Diseases associated with raccoon poop
Should you improperly handle any raccoon waste, you risk contracting and spreading the following diseases:

Raccoon roundworm: one roundworm egg ingested or inhaled (yes, inhaled) is enough to cause a roundworm infection, which can lead to nervous system, liver, and heart damage. In severe cases, roundworms can make their way into the eyes, causing blindness.
Leptospirosis: found in raccoon urine, this infection leads to a high fever, headaches, and sickness. In severe cases, it can lead to kidney failure, lung hemorrhage, and death.
Giardia: an infection caused by a single-celled parasite in the Giardia family.

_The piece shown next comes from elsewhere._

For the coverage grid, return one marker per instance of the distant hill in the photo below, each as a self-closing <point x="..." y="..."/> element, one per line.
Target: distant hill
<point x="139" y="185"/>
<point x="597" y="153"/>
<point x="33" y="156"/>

This infection causes weight loss and diarrhea in the immunocompromised and can lead to food allergies and irritable bowel syndrome in the long term.
Distemper: affecting mostly animals (and most prominently, dogs), this disease causes rabies-like symptoms and can permanently cripple a dog by causing progressive nervous system damage even if the dog survives the initial disease. However, survival rates among dogs only hover around 50%, which plummets to 20% among puppies.